Les presbytériens étaient en
sympathie plus étroite avec les réformés
continentaux que ne l'étaient les anglicans. Le
presbytérianisme devint la religion nationale de l'Ecosse,
tandis que l'Angleterre repoussa un éloignement si
marqué de l'uniformité. En 1572, les autorités
firent fermer une église presbytérienne, formée
à Wandsworth. Les indépendants maintinrent la doctrine
scripturaire de l'autonomie de chaque congrégation de croyants
et de sa dépendance directe du Seigneur. Différant
absolument de la religion établie, ils n'accordaient ni au roi
ni aux évêques la place qu'ils avaient prise dans le
gouvernement de l'Église et leur refusaient même le
droit d'être membres de l'Église, à moins qu'ils
ne fussent convertis. Cette attitude intransigeante leur attira de
violentes persécutions. Ils furent entassés dans les
prisons, mis à l'amende, mutilés et
exécutés avec une cruauté inlassable. Les
baptistes étaient considérés comme pires encore,
car, non seulement ils partageaient les vues des indépendants
sur l'église, mais encore ils contestaient à
l'État le droit de se mêler des questions religieuses.
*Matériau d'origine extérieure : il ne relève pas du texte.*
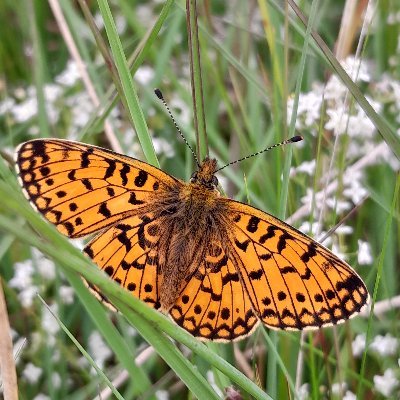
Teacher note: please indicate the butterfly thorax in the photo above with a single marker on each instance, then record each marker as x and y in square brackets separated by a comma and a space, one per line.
[205, 175]
[193, 224]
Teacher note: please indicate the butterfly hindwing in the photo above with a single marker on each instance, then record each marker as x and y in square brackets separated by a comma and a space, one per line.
[82, 188]
[293, 282]
[129, 257]
[214, 305]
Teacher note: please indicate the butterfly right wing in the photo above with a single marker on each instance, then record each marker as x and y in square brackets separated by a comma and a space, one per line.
[127, 253]
[293, 282]
[82, 188]
[214, 305]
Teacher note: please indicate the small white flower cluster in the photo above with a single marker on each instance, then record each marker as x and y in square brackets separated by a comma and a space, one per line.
[30, 277]
[386, 383]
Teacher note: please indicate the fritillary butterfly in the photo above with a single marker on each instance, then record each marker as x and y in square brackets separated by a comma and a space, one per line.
[217, 266]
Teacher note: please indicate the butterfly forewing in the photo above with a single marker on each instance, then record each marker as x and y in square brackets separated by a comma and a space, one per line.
[293, 282]
[81, 188]
[129, 256]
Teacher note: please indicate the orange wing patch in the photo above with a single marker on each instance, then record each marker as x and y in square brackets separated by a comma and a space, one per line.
[214, 304]
[293, 282]
[82, 189]
[126, 254]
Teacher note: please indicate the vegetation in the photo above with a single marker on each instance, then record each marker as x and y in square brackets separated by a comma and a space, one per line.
[265, 76]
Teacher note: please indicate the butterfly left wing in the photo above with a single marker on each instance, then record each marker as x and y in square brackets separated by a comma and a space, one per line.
[214, 305]
[127, 253]
[293, 282]
[82, 188]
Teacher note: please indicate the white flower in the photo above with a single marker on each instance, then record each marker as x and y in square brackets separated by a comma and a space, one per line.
[303, 392]
[25, 110]
[338, 388]
[98, 349]
[23, 272]
[55, 380]
[144, 75]
[364, 253]
[336, 250]
[385, 345]
[358, 345]
[386, 383]
[27, 295]
[6, 105]
[344, 230]
[162, 395]
[339, 205]
[41, 396]
[349, 396]
[32, 373]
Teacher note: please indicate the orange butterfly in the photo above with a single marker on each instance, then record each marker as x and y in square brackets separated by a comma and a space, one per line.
[217, 266]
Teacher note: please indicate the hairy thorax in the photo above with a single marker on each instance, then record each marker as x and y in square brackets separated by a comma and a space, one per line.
[183, 234]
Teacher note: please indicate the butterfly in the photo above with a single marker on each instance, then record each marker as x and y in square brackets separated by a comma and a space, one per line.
[218, 267]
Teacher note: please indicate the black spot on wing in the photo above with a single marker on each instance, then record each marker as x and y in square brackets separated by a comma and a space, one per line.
[252, 225]
[110, 169]
[124, 174]
[270, 234]
[103, 210]
[141, 178]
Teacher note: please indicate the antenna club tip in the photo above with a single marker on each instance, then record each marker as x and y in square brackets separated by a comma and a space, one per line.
[158, 93]
[296, 139]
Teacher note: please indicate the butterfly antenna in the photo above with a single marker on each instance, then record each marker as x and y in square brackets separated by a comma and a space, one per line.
[287, 141]
[161, 97]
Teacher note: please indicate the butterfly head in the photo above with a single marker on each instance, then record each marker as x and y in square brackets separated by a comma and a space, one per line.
[205, 175]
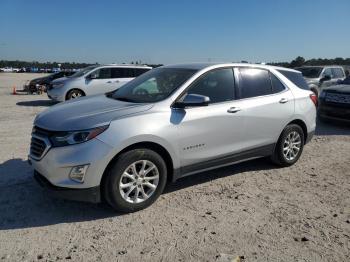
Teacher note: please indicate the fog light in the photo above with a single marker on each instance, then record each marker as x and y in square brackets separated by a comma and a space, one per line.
[77, 173]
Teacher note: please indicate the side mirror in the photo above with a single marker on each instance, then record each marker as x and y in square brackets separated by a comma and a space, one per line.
[326, 78]
[192, 100]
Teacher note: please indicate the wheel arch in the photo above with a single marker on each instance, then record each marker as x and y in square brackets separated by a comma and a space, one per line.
[303, 126]
[149, 145]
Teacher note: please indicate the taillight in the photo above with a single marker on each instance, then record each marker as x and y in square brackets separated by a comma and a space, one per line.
[314, 99]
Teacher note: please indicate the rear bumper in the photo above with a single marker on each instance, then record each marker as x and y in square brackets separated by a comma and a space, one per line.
[91, 195]
[337, 113]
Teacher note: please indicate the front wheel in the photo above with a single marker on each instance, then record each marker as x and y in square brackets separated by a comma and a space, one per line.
[75, 93]
[289, 146]
[135, 180]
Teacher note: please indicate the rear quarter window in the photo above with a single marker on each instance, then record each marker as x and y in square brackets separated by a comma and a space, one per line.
[295, 78]
[254, 82]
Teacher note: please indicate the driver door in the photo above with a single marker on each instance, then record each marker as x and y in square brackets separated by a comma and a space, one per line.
[100, 81]
[326, 83]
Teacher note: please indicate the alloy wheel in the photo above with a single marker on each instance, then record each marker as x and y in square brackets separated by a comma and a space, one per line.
[139, 181]
[292, 145]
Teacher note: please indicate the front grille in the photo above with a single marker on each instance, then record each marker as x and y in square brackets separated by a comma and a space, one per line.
[49, 86]
[37, 147]
[337, 98]
[40, 143]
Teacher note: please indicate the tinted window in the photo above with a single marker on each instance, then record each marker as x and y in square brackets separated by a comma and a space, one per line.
[102, 73]
[139, 71]
[123, 72]
[153, 86]
[277, 86]
[296, 78]
[310, 72]
[218, 85]
[337, 73]
[327, 72]
[254, 82]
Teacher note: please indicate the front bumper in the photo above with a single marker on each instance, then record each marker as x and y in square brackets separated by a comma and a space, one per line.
[92, 195]
[57, 163]
[56, 94]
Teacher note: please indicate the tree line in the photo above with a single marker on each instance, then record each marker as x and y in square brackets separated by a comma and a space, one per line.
[297, 62]
[300, 61]
[51, 65]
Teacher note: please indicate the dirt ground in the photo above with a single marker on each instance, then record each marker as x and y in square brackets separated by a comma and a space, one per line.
[252, 210]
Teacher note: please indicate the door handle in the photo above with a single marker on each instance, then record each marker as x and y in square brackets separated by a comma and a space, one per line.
[233, 110]
[283, 100]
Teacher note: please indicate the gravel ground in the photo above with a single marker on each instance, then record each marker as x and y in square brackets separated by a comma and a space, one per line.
[252, 210]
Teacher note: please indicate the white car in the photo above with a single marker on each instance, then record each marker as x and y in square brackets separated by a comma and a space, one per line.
[92, 80]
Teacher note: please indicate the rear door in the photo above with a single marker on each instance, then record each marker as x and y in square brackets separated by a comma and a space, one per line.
[100, 83]
[121, 75]
[266, 106]
[338, 74]
[208, 134]
[326, 72]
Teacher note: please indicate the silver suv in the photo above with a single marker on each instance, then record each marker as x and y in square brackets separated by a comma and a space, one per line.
[92, 80]
[171, 122]
[319, 77]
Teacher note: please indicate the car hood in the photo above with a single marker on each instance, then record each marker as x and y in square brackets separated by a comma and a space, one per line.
[86, 113]
[61, 80]
[339, 89]
[37, 80]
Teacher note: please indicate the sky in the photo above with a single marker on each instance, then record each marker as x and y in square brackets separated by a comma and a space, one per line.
[165, 31]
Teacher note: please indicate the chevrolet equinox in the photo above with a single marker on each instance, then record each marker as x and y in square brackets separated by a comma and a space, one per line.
[173, 121]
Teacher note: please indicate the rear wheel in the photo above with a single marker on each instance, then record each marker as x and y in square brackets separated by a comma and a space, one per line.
[289, 146]
[135, 180]
[75, 93]
[315, 91]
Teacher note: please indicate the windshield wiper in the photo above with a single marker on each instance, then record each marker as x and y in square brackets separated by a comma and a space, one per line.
[122, 98]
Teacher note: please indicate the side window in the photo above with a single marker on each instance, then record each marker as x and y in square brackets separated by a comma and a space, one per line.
[277, 85]
[218, 85]
[337, 73]
[327, 72]
[121, 72]
[139, 71]
[116, 72]
[254, 82]
[103, 73]
[296, 78]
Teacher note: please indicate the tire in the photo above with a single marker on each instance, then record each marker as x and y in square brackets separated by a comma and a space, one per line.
[315, 91]
[126, 188]
[281, 156]
[74, 93]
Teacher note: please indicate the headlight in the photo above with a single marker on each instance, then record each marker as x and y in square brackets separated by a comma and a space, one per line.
[322, 95]
[76, 137]
[57, 85]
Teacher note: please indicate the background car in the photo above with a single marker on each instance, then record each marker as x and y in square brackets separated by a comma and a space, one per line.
[319, 77]
[334, 102]
[32, 86]
[92, 80]
[346, 81]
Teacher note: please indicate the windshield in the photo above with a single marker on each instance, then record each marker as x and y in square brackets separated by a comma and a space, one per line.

En outre, ils rejetaient le baptême des enfants et ne
baptisaient que les croyants, coupant ainsi à sa racine le
pouvoir clérical. Ils étaient en contact spirituel avec
les anabaptistes, les Vaudois et d'autres frères, partageant
naturellement, avec les indépendants, le violent
déplaisir des hommes qui voulaient à tout prix forcer
la nation tout entière à adopter la forme de religion
ordonnée par l'État.
On trouvait, dans tous ces milieux, de vrais
membres de l'Église de Christ, qu'ils fussent catholiques,
anglicans ou non-conformistes. Il se trouvait aussi des groupements
de croyants correspondant aux églises du N. Testament parmi
les congrégations méprisées et
persécutées. Ils maintinrent leur témoignage au
milieu de circonstances troublantes, éprouvant au
suprême degré la foi et l'amour.
En 1611, un grand élan fut donné
à la propagation de l'Evangile par la publication de la belle
et puissante traduction de la Bible, connue sous le nom de Version
autorisée. Son langage et son style imagé sont devenus
partie essentielle de la langue anglaise et aucun livre n'a
été lu si largement, ou n'a exercé une influence
plus salutaire.
En dépit de la persécution, les
congrégations de croyants augmentèrent. En 1641, on
mentionna, au Parlement anglais, qu'il y avait quatre-vingts
espèces différentes de «sectaires» à
Londres et aux environs. Les conducteurs de ces cercles
étaient désignés avec mépris sous les
noms de savetiers, tailleurs et autres gens de cette sorte.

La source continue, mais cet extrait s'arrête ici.